The film was made in early 1991. When filming, the crew had access to a villa once owned by Luchino Visconti.

The film's end credits added "This film is dedicated to my few real friends, in particular to Clive Barker and Claudio Carabba". Biographer Troy Howarth wrote "Barker's nightmarish visions of hellish horror definitely owe a bit to Fulci's celebrated horror films of the 1980s, of course, while Carabba was one of the few critics in Italy who took Fulci and his work seriously."

==Release==
Voices from Beyond was screened at the Cannes Film Market on May 11, 1991 and received no further theatrical screenings after. Voices from Beyond was released as Voci dai profondo in Italy on home video by Empire in 1991.
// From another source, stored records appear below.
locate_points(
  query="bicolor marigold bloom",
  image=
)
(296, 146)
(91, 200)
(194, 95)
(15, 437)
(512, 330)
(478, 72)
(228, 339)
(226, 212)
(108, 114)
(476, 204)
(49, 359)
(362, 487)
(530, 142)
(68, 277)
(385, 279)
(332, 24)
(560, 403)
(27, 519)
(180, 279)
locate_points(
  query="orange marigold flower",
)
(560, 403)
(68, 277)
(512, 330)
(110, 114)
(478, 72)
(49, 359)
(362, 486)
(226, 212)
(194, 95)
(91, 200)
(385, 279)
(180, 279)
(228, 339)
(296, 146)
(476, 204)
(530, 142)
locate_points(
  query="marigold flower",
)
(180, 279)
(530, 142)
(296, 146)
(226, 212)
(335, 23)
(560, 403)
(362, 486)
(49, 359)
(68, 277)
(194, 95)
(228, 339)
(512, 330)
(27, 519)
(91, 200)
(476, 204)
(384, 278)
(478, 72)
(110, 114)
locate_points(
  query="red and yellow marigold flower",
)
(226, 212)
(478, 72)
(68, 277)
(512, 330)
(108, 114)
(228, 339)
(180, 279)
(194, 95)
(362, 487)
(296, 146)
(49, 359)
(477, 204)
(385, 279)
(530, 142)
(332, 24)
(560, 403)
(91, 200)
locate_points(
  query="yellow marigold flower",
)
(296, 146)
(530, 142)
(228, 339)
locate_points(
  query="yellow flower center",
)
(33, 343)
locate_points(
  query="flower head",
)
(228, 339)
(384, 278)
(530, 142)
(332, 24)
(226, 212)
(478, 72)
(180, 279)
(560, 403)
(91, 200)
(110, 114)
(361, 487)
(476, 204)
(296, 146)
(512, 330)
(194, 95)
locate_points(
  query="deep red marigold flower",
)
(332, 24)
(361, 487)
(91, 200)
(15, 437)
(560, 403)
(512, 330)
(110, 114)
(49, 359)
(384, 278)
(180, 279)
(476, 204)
It was released on home video in the United States and United Kingdom as Voices from Beyond with a running time of 85 minutes.

==Reception==
Fulci spoke about the film stating he did "love it very much. It's a wonderful movie with the wrong cast" specifically describing Karina Huff as "unpleasant, Del Prete is completely out of the role, the mother-in-law is too wicked and you understand immediately that she is the killer."

In Mad Movies, a reviewer said that the Voices From Beyond gave them hope for Fulci's future work as a director after more recent work like Aenigma, Murder Rock and Sodoma's Ghost while finding his work on his more intellectual focus on the film and some techniques were "as ambitious as they are unsuccessful."